More than a month after Israel’s “Operation Guardian of the Walls” ended, construction workers in Gaza are still removing the rubble caused as a result the military campaign that left more than 250 Palestinians dead.
But although the debris is now one of Gaza’s main headaches, the enclave is facing yet another problem, that of excessive amounts of plastic waste that only grow bigger with time. In 2018, for example, Gaza’s two million people produced nearly 800 tonnes of waste a day, 12 percent of which came from plastic.
Two years down the line, the daily amount of waste already stood at 2,000 tonnes and Sami Al Naffar, an expert on plastic in the coastal enclave, says the situation is rapidly getting out of hand.

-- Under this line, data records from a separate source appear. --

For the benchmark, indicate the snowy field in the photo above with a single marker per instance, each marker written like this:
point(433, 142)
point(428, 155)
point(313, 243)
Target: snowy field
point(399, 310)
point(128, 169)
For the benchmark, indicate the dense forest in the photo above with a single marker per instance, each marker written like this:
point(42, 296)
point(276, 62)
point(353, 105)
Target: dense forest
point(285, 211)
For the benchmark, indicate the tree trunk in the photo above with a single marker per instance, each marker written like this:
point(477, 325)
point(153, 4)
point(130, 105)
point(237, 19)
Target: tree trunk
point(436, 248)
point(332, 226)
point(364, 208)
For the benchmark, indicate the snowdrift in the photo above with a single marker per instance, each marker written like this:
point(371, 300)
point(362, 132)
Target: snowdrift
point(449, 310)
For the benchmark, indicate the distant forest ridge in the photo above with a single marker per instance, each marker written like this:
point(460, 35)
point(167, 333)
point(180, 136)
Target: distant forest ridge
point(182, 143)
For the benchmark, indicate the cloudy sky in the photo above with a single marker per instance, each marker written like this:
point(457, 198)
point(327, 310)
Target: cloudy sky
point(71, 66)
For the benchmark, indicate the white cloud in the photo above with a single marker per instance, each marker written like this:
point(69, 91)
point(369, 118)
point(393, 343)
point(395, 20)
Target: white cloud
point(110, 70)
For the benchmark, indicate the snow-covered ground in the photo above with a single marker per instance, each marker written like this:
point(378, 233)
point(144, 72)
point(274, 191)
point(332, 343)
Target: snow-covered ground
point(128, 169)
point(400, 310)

Plastic waste has long been linked to different sorts of cancers, and in an enclave where the disease is already a challenge, the surge in plastic waste has only made the situation worse. It’s also dealt a severe blow to the Strip’s already poor environmental conditions.
The entire area of the Gaza Strip, which is made up of some 370 square kilometres, is serviced by ten municipalities and a Joint Service Council that collectively have a staff of some 1,200 individuals. They also own nearly 500 donkey carts, 76 waste…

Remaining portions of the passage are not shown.